Human Lives Human Rights: The UN fact-finding mission has released the second report which has found that Venezuela’s justice system has played “a significant role” in the state’s repression of government critics.
The report says Venezuela’s judiciary lacked independence and had allowed serious human rights violations to go unchecked. Public officials have been able to commit crimes with impunity, it adds.
The Venezuelan government has not yet commented on the report.
The team conducted 177 interviews and analyzed 183 detentions of people who are, or whom the government perceives to be, opponents.
It found that detainees had been subjected to torture, including sexual violence, and that some had been “arbitrarily deprived of life”.
No high-level officials have been investigated or prosecuted in these cases, the report added.
One of those cases is that of student Juan Pablo Pernalete, who died after being hit with a teargas canister shot at close range by the National Guard during an antigovernmental protest in 2017.
The mission’s chairwoman, Marta Valiñas, said that “the independence of the judiciary has become deeply eroded, jeopardising its role in imparting justice and safeguarding individual rights”.
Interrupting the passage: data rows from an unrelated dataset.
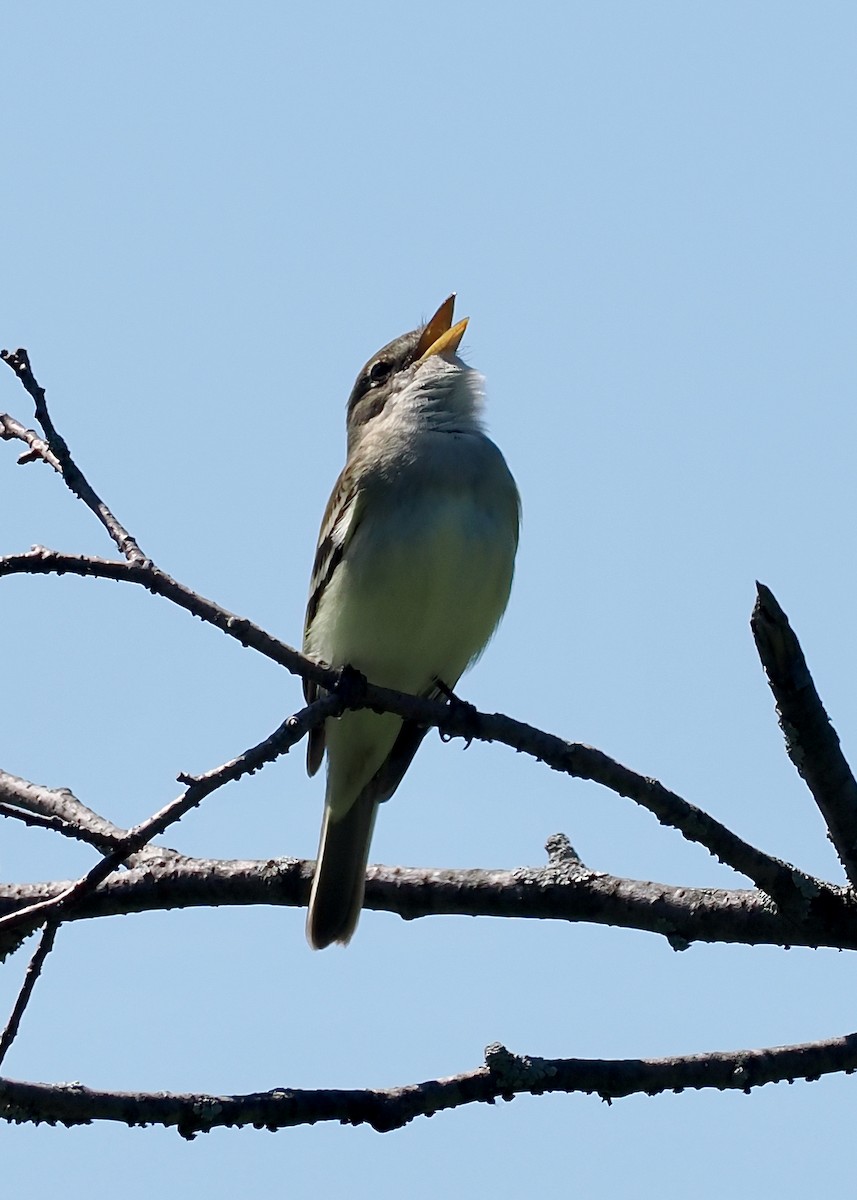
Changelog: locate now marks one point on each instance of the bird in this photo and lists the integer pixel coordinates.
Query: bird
(412, 575)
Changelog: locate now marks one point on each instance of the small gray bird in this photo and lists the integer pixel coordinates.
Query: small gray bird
(412, 575)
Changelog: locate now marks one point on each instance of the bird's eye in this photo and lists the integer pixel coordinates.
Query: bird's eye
(379, 371)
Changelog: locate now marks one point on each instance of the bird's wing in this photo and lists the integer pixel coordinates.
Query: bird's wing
(339, 523)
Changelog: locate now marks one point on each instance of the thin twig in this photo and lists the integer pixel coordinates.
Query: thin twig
(810, 739)
(19, 363)
(34, 970)
(279, 743)
(13, 431)
(58, 809)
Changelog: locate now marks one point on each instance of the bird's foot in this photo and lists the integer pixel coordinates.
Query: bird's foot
(463, 711)
(351, 687)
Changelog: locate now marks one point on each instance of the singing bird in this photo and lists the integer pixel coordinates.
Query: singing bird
(413, 570)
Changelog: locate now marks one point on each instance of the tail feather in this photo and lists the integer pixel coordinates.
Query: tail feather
(337, 885)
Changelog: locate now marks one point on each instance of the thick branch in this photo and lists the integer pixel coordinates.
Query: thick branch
(681, 915)
(504, 1077)
(783, 882)
(810, 739)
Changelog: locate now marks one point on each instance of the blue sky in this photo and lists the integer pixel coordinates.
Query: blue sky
(211, 216)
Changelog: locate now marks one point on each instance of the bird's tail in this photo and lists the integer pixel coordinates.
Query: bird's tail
(337, 885)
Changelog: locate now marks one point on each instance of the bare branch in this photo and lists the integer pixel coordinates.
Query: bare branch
(784, 883)
(46, 943)
(810, 739)
(280, 742)
(13, 431)
(58, 809)
(503, 1077)
(557, 892)
(73, 477)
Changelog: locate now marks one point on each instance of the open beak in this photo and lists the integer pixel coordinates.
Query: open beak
(439, 335)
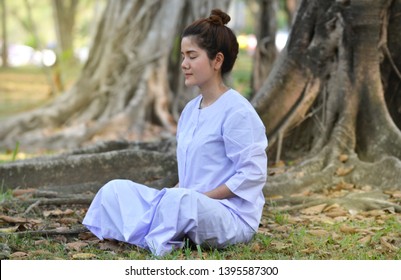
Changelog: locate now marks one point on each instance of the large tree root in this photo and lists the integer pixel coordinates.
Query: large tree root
(153, 164)
(328, 169)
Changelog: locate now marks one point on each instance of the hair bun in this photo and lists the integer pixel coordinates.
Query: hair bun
(218, 17)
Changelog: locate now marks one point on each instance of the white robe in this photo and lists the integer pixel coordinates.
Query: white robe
(223, 143)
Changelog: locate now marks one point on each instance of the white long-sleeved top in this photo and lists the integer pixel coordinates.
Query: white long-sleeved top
(224, 143)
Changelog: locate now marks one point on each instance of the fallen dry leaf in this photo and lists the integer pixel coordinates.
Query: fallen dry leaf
(83, 256)
(342, 171)
(348, 229)
(20, 192)
(343, 157)
(318, 232)
(58, 212)
(388, 245)
(18, 254)
(280, 245)
(77, 246)
(365, 240)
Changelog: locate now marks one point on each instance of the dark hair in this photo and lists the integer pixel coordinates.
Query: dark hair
(212, 35)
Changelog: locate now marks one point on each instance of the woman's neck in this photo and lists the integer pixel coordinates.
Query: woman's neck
(211, 94)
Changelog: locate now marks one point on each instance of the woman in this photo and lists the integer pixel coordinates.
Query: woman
(222, 163)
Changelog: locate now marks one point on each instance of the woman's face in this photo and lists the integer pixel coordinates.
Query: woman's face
(198, 69)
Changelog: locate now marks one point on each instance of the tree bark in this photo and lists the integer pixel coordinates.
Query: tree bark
(125, 87)
(325, 101)
(266, 51)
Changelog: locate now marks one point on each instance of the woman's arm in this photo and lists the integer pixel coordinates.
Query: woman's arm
(221, 192)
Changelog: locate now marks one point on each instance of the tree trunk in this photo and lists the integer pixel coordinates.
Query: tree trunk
(64, 18)
(333, 98)
(266, 51)
(124, 87)
(4, 42)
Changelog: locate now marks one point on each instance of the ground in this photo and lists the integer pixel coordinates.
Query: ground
(35, 224)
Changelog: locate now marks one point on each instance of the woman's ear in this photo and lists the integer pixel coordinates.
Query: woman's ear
(218, 61)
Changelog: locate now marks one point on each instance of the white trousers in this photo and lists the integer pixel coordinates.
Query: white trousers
(159, 220)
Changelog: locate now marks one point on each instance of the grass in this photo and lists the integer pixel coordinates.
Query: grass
(283, 236)
(22, 89)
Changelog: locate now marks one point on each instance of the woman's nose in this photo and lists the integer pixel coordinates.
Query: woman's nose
(184, 63)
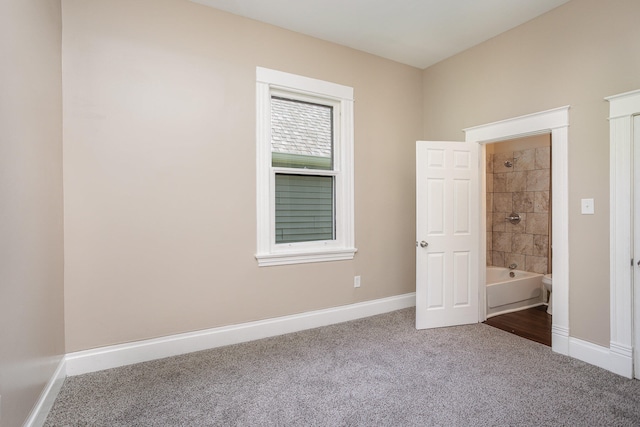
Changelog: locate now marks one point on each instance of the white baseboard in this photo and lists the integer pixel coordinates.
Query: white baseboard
(41, 409)
(560, 339)
(616, 358)
(82, 362)
(621, 359)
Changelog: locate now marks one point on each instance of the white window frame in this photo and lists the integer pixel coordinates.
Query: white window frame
(271, 82)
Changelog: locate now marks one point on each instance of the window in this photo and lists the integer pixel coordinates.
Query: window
(304, 169)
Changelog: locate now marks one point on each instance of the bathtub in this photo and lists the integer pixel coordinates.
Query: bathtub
(505, 294)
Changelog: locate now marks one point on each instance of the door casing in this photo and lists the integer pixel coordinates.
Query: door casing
(555, 122)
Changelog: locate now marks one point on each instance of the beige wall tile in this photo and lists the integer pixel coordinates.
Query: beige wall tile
(517, 259)
(516, 181)
(499, 223)
(498, 162)
(522, 244)
(540, 245)
(520, 227)
(523, 202)
(543, 158)
(502, 202)
(538, 180)
(536, 264)
(502, 241)
(524, 160)
(499, 182)
(541, 201)
(538, 223)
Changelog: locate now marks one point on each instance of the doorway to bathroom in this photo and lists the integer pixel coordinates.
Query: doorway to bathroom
(518, 235)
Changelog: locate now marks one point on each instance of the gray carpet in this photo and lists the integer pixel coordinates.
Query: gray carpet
(378, 371)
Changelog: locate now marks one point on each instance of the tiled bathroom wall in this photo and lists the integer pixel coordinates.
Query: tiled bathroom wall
(523, 188)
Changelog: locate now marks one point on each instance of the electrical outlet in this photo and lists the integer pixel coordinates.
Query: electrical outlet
(587, 207)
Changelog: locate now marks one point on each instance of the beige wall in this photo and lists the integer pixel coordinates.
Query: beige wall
(574, 55)
(159, 153)
(31, 235)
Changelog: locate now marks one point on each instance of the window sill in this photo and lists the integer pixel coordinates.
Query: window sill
(266, 260)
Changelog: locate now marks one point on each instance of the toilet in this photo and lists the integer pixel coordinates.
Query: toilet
(547, 281)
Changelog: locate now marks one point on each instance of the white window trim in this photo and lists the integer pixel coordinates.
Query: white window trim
(343, 247)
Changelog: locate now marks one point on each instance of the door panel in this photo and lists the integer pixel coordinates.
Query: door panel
(448, 217)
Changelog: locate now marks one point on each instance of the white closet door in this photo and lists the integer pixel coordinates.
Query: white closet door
(447, 244)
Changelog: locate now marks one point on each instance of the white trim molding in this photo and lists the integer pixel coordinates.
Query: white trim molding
(556, 122)
(41, 409)
(622, 108)
(592, 353)
(82, 362)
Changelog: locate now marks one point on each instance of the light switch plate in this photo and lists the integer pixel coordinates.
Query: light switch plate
(587, 207)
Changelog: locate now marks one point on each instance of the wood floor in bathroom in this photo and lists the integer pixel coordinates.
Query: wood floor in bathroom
(533, 324)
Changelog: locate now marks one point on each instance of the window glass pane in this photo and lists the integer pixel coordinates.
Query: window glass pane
(304, 208)
(301, 134)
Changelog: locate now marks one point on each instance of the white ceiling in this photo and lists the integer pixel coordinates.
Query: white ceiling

Sources from within the judiciary told the mission that judges routinely received orders from the Maduro government on how to decide judgements.
Ms Valiñas added that the investigation found “reasonable grounds to believe that instead of providing protection to victims of human rights violations and crimes, the Venezuelan justice system has played a significant role in the state’s repression of governmental opponents”.
The result, she said, was that public officials, including some at a high level, had been able to commit rights violations and crimes with impunity.
The mission said it had also found that judges had admitted information extracted under torture as evidence against defendants.
It added that judges had also returned torture victims to the very jails were they had been abused, which meant that some were subjected to more torture.